2 Assistant Professor, Department of General Surgery, The Oxford Medical College, Yadavanahalli, Karnataka, India.

Abstract

Background: In the mid-1980s, laparoscopic cholecystectomy [LC] was introduced to Europe as a replacement option to open cholecystectomy [OC], a surgery that had been used for almost a century. This technique has quickly achieved general acceptance as the treatment of choice for symptomatic cholelithiasis patients.
Objective: To review the experience and understanding with LC in patients with benign gallbladder diseases and to compare the results as per different adult age groups [18-30 years, 31– 45 years and 46-60 years].  

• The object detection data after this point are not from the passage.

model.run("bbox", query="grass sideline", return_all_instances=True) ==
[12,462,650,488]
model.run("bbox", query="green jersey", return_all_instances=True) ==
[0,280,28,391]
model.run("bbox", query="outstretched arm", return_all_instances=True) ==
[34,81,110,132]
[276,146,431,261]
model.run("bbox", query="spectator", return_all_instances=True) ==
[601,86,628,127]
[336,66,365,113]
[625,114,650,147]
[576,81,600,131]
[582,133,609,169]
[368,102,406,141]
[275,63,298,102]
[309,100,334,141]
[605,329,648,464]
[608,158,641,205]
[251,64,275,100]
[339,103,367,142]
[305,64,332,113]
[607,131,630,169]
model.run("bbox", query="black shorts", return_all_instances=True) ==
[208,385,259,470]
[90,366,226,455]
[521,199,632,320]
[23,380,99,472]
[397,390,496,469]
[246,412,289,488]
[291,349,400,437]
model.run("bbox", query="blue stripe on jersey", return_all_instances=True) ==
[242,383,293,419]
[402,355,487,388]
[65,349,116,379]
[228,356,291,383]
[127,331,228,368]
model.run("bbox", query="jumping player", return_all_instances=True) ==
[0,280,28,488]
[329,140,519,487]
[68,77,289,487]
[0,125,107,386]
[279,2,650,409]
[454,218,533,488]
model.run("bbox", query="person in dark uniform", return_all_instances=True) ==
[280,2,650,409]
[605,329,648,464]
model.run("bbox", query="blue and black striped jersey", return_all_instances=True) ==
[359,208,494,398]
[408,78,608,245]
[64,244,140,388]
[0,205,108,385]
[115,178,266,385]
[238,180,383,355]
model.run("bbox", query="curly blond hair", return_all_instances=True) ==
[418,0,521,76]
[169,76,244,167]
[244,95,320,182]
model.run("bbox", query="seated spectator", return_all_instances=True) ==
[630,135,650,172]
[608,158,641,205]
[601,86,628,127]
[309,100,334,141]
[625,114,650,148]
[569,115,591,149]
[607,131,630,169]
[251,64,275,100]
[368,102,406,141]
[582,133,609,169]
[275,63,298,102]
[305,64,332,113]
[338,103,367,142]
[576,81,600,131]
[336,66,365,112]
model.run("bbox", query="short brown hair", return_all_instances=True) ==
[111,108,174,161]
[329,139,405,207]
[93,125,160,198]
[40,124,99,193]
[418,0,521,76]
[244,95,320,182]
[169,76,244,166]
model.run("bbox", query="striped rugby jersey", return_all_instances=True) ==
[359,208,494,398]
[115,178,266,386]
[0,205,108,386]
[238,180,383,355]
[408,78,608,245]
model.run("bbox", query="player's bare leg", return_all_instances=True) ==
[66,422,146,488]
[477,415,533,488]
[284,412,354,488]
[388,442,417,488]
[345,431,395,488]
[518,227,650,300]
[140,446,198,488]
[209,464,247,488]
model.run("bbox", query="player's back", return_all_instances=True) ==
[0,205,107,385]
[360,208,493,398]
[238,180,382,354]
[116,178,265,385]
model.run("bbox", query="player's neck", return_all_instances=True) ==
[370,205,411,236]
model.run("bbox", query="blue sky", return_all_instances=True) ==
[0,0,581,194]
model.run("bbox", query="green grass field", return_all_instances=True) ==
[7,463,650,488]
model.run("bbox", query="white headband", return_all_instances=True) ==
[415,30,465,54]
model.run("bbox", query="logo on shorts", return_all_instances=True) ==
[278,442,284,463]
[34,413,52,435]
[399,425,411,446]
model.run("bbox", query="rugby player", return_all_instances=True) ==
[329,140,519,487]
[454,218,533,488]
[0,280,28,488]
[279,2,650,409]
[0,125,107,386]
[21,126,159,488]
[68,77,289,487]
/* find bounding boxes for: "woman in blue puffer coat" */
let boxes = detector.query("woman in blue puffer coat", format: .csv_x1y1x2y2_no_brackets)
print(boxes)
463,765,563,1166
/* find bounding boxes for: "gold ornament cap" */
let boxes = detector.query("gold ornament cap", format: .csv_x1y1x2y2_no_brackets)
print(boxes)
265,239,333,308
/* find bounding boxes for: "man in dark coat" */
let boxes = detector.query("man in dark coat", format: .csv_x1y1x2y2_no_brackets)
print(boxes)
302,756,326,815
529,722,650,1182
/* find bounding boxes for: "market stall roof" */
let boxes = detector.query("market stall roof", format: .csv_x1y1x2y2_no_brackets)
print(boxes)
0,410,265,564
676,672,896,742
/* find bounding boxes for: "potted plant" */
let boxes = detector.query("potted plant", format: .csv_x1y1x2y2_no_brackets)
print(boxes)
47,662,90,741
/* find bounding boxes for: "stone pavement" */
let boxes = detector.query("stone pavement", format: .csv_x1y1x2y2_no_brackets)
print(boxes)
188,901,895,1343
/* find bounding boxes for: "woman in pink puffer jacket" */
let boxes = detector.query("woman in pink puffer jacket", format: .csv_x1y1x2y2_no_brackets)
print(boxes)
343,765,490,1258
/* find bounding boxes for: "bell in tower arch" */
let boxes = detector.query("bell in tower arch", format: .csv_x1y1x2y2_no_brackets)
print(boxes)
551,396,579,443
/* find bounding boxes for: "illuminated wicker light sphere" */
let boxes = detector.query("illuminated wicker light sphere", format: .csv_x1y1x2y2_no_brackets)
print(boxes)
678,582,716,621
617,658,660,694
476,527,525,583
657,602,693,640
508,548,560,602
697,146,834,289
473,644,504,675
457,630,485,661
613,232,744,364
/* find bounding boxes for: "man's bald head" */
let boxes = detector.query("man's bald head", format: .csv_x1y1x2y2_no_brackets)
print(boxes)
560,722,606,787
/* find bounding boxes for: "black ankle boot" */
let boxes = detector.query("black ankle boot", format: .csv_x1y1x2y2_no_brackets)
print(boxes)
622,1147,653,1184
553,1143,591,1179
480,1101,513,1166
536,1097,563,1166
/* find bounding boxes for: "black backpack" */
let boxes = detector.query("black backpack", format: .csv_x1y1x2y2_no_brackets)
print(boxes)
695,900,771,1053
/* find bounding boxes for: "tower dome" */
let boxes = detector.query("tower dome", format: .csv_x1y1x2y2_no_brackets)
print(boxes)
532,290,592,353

Patients and Methods: The research was a retrospective review of 150 patients with elective LC for benign gallbladder disease. According to their ages, the patients were split into three groups: Group A [18-30 years, n = 34], Group B [31–45 years, n = 76], and Group C [46-60 years, n = 40]. A four-port approach was employed to conduct LC.
Results: A total of 150 patients were involved in our study, with Group A [18-30 years, n = 34], Group B [31–45 years, n = 76], and Group C [46-60 years, n = 40] being the three age groups. Males numbered 90, while females numbered 60. In Groups A, B, and C, the mean ages were 24.60±3.14, 38.99±8.06, and 51.32±5.06, respectively. All three groups had statistically significant co-incidental biliary diseases [p=0.03914]. The majority of individuals with acute cholecystitis can have a laparoscopic cholecystectomy. However, compared to normal cholecystectomy, the complication incidence appears to be modest in laparoscopic cholecystectomy.
Conclusion: LC is an effective and safe treatment for individuals with benign gallbladder illnesses, especially those who are elderly. However, surgeons should be aware of these disorders and use caution in these instances both before and after surgery.